Then, use this model to analyze and discuss the author’s purpose of a text and how he/she “built it”. Use a graphic organizer like the one below to help students understand this concept. This is an example from our interactive notebook for an article I found on Readworks.org.
Discussion Is Key
Hold class discussions over texts read together. Have small group discussions about the texts read in guided reading or book clubs. Use task cards or other short texts to have groups or partners discuss the author’s purpose.
Extend this practice through reader’s response for independent reading or book clubs.
Connect Author’s Purpose to Their Writing
Finally, solidify their understanding of author’s purpose by connecting it to their writing. Have students complete a graphic organizer as a part of their prewriting to help them identify their purpose and make choices about their writing based on that purpose.
By using complex examples and teaching your readers to think critically about the choices the author makes in order to achieve his/her purpose, you are teaching them to be analytical readers and empowering them to draw their own conclusions.
This Sounds Great, But Isn’t It All Too Much for Them?
Well, to be honest, my short answer is no. I don’t think it’s too much for your students to handle. In fact, teaching author’s purpose this way aligns much better with the standards. Let’s take a look at the wording of the third-grade TEKS and Common Core standards:
3.10 Author’s purpose and craft: listening, speaking, reading, writing, and thinking using multiple texts. The student uses critical inquiry to analyze the authors’ choices and how they influence and communicate meaning within a variety of texts. The student analyzes and applies author’s craft purposefully in order to develop his or her own products and performances. The student is expected to:
(A) explain the author’s purpose and message within a text;
(B) explain how the use of text structure contributes to the author’s purpose;
(C) explain the author’s use of print and graphic features to achieve specific purposes;
(D) describe how the author’s use of imagery, literal and figurative language such as simile, and sound devices such as onomatopoeia achieve specific purposes;
** 2nd grade – I should note that the only thing that changes about these standards for the second-grade TEKS is that the verb “discuss” is used in lieu of “explain” and “describe.”
Distinguish their own point of view from that of the author of a text.
Assess how point of view or purpose shapes the content and style of a text.
** 2nd grade –
Identify the main purpose of a text, including what the author wants to answer, explain, or describe.
PIES Just Doesn’t Measure Up Here
There is a clear disconnect between teaching that “author’s purpose is as easy as pie” and the depth and rigor of the standards.
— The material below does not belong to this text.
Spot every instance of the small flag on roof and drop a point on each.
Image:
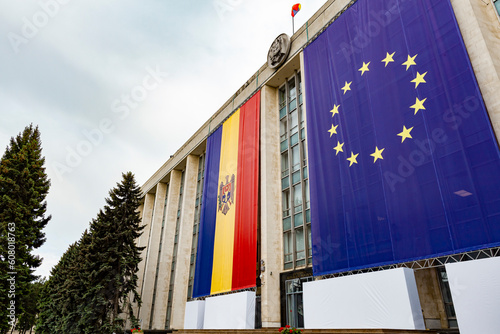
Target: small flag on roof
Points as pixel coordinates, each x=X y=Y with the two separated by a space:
x=295 y=9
If it feels like there’s a big jump from teaching “PIES” to teaching an in-depth analysis of the author’s purpose, it’s because there is. Let’s not be intimidated and worried that it’s going to be too difficult for them to grasp. Instead, let’s take a step back and realize that this huge jump means that we were doing a disservice to our students by teaching the author’s purpose in such a basic way. It’s our responsibility to fix this.
What Can I Do If They Aren’t Getting It?
Use a Concrete Activity
I love using concrete activities to help my students grasp difficult concepts. My favorite one is a structure-building activity using a few decks of cards, some tape, and some water bottles. Tell the students to build a structure within a specific amount of time. Then say, “Now we’re going to see which structures can hold a water bottle on top of it.” Place the water bottles on the structures and watch most of them crumble. Ask the students if they might have built their structures a bit differently had they known it had the purpose of holding a water bottle on top of it. This begins the discussion comparing architects to authors.
Break It Up
Don’t try to throw it all at them at once. Only move into analyzing all that goes into the author’s choices after helping the students to understand why the author wrote a text and what his/her message is. Take it step by step and analyze one thing at a time. Meaning, have separate discussions about how the genre, structure, graphic features, and imagery helped the author achieve his/her purpose. Trying to talk about all of it at once, especially at first, will undoubtedly overwhelm your kids.
Understand that it may take some time for them to fully master these standards. You will likely be spiraling this into conversations about text all year long. It’s going to take a lot of modeling and a lot of practice. After all, author’s purpose is NOT “as easy as pie.”